Koskoca bir havalandırma fanı, hastası, ihtiyarı, çocuğu, bebeğiyle tüm semte sabahtan aksama eziyet çektiriyor

Haberin Devamı

Yukarıdaki başlığı okuyunca, "Bu da nereden çıktı?" diyeceksiniz. Ama gidip gözümle görmesem, kulağımla işitmesem ben de inanmayacaktım. İstanbul'un o ünlü semti Cihangir'de oturanlar çok sıkıntılı, çok üzüntülü. Zira orada bir havalandırma sistemi var ki, her gün sabahın dokuzundan akşamın altısına kadar kulakları adeta bir uçak baskını oluyormuş gibi gürültü çıkararak rahatsızlık ediyor.

Bu semtte oturan onbinlerce kişi ilgili mercilere defalarca başvurmuşlar ama sanıyorum pek de başarılı olamamışlar... Konu bu sefer ses kirliliği. Her zaman hava kirliliği olmaz ya. Alın size yepyeni bir mesele... Düşünün, kulağınızın dibinde devamlı bir fan gürültüsü. Ama nasıl, sanki o semte uçaklar taarruz ediyormuş gibi yansıyor.

Pencereleri açar açmaz gürültü kulaklarımıza gelmeye başladı. Düşünün siz, orada hastası, ihtiyarı, çocuğu, bebeği olan evler ne haldeler... Sabahtan akşama kadar bir gürültü eziyeti. Peki, bu gürültüyü yapan nedir? Koskoca bir havalandırma fanı. Ama çok eski teknolojiden kalmış bir aygıt.
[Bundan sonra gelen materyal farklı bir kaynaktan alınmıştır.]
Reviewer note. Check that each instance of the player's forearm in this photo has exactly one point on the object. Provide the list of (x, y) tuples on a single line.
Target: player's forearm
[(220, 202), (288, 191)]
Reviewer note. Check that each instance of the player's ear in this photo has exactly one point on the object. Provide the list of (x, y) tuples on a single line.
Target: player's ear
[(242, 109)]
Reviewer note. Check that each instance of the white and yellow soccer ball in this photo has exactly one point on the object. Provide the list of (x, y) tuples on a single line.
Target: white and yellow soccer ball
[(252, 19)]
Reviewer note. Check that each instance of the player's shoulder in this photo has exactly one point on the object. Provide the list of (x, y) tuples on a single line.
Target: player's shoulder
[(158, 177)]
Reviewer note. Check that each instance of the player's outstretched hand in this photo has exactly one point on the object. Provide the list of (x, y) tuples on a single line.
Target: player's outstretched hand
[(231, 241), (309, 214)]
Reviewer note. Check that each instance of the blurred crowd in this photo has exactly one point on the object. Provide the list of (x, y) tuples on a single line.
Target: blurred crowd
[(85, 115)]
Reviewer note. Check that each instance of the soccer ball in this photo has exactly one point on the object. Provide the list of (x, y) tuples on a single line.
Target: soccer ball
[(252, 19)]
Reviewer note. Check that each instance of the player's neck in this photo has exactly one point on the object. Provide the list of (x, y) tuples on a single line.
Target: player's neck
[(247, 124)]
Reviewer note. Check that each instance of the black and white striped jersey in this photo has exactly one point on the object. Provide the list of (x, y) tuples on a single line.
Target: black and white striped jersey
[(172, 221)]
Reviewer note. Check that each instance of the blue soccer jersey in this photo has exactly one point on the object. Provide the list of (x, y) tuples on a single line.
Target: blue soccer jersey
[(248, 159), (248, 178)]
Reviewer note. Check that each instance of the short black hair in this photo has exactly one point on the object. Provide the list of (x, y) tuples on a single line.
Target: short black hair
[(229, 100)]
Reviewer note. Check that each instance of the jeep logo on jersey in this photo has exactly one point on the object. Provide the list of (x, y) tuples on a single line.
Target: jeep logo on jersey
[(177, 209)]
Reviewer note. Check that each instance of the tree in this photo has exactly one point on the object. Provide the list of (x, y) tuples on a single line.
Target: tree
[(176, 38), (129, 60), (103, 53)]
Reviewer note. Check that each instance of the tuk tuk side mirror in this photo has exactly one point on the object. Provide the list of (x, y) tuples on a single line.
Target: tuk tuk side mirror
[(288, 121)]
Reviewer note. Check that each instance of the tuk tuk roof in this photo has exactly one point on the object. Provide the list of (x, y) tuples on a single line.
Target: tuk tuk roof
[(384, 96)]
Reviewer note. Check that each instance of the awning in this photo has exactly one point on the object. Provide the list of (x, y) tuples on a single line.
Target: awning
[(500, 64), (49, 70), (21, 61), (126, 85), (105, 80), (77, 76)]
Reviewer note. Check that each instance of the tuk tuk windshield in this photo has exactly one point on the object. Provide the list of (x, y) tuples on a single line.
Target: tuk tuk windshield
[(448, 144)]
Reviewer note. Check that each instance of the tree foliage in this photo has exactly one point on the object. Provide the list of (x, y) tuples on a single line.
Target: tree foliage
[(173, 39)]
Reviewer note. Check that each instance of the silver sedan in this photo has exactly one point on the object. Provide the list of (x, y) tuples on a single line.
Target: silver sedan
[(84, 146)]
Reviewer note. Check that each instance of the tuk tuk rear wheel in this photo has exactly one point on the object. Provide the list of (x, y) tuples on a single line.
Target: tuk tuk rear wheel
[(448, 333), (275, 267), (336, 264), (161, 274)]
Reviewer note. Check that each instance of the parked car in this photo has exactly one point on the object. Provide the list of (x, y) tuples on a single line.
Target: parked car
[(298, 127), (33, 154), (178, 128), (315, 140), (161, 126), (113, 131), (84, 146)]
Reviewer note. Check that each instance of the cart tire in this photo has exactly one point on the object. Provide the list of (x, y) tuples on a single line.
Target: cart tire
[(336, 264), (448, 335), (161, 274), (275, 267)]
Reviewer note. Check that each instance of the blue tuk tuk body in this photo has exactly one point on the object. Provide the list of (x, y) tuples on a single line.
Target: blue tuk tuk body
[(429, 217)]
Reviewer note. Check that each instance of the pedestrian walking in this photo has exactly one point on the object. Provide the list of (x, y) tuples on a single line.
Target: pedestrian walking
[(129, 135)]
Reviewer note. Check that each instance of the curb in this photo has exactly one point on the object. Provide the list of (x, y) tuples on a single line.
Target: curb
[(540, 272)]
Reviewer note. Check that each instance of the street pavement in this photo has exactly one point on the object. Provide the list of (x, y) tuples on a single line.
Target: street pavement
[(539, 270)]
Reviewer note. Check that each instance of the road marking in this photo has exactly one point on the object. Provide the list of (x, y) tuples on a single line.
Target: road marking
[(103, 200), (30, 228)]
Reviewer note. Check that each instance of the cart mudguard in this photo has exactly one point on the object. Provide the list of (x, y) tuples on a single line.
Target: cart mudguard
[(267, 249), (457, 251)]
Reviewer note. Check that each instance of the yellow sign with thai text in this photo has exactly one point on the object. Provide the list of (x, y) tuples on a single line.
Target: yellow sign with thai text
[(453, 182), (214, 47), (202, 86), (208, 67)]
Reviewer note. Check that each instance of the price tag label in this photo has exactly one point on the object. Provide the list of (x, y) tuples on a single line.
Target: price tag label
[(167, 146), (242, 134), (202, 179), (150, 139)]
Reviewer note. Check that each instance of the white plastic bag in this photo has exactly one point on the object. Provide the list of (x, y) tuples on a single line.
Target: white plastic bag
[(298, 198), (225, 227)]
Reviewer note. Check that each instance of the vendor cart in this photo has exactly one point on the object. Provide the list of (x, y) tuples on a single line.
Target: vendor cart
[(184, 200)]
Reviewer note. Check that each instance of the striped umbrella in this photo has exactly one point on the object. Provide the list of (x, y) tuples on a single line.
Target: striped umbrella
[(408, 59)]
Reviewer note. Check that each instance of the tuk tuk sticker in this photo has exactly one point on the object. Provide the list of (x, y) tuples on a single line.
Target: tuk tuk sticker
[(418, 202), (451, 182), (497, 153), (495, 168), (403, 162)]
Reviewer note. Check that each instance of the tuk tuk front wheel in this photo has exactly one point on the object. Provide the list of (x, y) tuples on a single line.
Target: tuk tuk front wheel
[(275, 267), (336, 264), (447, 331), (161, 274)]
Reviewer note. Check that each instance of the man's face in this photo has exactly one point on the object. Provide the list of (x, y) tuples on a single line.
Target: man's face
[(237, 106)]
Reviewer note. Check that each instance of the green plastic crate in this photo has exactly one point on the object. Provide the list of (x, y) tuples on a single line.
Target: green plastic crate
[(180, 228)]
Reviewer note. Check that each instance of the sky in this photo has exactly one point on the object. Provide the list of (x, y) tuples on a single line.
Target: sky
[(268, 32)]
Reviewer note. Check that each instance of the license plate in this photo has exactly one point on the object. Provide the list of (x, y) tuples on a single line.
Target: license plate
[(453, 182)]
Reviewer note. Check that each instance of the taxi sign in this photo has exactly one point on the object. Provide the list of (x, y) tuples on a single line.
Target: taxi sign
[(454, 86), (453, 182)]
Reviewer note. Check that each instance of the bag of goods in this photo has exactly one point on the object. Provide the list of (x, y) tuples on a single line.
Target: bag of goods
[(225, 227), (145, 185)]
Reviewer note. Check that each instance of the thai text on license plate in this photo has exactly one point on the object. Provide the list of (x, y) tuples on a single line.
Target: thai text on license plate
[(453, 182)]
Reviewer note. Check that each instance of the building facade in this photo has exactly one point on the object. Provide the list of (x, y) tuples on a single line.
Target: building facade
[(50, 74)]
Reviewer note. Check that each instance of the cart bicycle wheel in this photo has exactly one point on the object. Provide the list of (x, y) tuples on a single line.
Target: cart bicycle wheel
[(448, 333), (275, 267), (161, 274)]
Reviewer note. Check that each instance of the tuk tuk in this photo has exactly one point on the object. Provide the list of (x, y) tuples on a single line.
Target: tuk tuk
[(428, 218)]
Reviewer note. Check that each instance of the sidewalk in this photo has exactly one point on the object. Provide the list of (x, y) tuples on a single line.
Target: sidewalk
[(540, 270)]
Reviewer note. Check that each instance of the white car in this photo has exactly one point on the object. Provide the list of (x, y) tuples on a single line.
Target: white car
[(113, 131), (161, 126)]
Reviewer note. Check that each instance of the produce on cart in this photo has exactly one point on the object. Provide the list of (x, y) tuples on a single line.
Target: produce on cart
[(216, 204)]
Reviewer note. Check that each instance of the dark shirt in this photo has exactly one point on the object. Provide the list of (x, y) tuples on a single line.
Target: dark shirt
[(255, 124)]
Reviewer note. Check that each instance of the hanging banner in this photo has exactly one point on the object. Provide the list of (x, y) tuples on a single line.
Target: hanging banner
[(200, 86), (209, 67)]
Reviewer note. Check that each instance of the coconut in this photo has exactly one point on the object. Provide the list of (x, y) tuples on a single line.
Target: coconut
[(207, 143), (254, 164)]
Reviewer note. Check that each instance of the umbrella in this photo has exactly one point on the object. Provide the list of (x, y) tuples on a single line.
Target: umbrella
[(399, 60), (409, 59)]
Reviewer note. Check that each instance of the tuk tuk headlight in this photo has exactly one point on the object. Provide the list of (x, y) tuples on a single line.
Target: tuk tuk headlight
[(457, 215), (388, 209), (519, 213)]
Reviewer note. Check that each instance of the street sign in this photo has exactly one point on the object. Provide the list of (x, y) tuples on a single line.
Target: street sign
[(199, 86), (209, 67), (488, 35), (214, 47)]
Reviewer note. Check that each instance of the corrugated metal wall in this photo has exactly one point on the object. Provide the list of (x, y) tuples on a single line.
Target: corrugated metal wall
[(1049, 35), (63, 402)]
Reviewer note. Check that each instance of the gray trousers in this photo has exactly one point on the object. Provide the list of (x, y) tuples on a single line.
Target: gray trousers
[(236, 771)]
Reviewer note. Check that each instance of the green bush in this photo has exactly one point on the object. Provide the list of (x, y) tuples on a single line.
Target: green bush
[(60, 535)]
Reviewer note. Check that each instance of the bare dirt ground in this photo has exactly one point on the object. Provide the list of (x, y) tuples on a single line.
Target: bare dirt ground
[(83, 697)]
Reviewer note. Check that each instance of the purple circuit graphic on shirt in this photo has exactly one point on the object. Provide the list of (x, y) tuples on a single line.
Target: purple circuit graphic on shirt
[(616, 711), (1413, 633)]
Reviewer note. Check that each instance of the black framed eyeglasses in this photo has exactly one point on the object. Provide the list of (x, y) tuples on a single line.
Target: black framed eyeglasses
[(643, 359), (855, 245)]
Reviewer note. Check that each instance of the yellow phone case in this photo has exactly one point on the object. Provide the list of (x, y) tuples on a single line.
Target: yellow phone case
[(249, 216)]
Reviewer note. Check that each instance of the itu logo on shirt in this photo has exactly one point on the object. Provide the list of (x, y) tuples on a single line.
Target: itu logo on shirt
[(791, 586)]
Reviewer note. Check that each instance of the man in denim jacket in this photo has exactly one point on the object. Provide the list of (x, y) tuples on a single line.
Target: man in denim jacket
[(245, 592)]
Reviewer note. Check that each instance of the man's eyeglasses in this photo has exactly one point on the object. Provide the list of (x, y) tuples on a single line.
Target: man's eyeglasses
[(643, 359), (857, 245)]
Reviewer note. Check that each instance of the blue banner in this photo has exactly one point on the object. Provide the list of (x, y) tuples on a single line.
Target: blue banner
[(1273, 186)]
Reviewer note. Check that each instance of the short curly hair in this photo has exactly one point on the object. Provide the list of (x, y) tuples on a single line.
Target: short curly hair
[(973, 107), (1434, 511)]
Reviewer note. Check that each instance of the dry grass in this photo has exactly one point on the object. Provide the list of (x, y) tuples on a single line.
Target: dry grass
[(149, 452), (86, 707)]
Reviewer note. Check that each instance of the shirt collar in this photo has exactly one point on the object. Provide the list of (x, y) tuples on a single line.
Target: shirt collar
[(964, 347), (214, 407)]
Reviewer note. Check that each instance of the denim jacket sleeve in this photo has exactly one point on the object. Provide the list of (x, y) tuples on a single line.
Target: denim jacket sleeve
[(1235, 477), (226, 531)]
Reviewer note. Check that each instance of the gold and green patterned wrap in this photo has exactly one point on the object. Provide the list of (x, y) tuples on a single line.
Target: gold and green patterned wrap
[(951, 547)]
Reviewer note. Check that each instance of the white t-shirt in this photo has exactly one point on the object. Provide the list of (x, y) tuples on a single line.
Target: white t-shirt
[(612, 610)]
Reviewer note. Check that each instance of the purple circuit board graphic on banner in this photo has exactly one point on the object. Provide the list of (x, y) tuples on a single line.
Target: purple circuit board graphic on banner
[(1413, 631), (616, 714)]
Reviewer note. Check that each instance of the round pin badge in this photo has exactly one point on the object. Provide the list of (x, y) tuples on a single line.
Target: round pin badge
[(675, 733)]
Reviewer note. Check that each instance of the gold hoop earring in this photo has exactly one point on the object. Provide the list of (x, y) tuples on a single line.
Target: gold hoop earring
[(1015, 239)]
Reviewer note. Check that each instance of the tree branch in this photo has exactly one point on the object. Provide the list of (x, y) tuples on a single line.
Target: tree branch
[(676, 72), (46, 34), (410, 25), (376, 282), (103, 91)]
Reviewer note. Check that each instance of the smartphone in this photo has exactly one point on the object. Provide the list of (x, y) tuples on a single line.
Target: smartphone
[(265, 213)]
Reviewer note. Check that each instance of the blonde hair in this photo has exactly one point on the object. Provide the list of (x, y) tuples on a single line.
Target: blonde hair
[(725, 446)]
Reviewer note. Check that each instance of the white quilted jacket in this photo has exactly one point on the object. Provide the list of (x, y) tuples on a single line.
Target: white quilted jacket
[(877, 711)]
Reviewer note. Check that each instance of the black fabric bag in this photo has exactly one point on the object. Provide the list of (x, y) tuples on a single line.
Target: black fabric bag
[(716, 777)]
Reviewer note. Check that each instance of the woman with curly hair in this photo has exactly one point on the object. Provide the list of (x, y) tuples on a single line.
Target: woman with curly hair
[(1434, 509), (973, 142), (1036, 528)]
Çalışmaya başladığı zaman gürültüsü o binanın içinde çalışanları da rahatsız ediyordur.

İşte enine boyuna Cihangirli vatandaşların şikayetine sebep olan havalandırma sistemini size anlattım. Bu binanın sahibi AK Sigorta. AK Sigorta'nın yöneticileri teknolojiyi yenilememekte neden direniyorlar bilmiyorum. Ama bu şikayet bana rahmetli Sakıp Ağa zamanında gelseydi kendisine söyler, iki günde işi hallederdim. Sanırım şimdi grubun başkanı olan Güler Sabancı Hanımefendi bu konuyu bilmiyor. Ben kendisine Cihangirimin şikayetini iletiyorum. Eğer Güler Hanım bu işe bir el atarsa, dakikasında hallolur. Benden uyarması...

Hem suçlu hem güçlü
Bir halk otobüsü şoförü düşünün. Hem yaşlı bir adama çarpıyor hem de hesap soran oğluna saldırıyor. Üstüne üstlük polis de bu konuda hiçbir şey yapmıyor. Olmaz böyle şey demeyin. Türkiye'de oluyor.. İşte Avcılarlı okurumuz Onur İmir'in başına gelenler:

Sabah ailemle birlikte Avcılar Bakırköy seferi yapan 34 BC 5619 plakalı halk otobüsüne bindik. Bakırköy'e meydanda otobüsten indik. Otobüs hareket edince önüne bakmayan şoför babama çarptı. Babam sendeledi ve yere düştü. Babamı kaldırdım ve doğal olarak şoföre hesap sordum. Aramızdaki diyalog şöyle gelişti:

-Dikkat et kardeşim.

-Kusura bakma. Aynaya bakarken göremedim

-Önüne bak önce sonra aynaya bakarsın

-Görmedik dedik ya..

Derken münakaşa büyüdü ve şoför küfür etmeye başladı. Sonra elinde demir bir anahtarla üzerime saldırdı. Elindeki anahtarla koluma birkaç kez vurdu.

Kolum şu an sarılı. Gelen polisler sadece ayırmakla yetindiler. "Şikayetçiyim" dediğimde Kartaltepe Karakolu'na git dediler. Karakolda hiç alakadar olmadılar. Ben yediğim darbelerle kaldım, babamın dudağı patladı. Yani hakkımız savunulamadı. Bugün bizim başımıza gelen başka bir gün bir başkasının başına gelir. Bunu bir vatandaşlık görevi olarak görüyorum.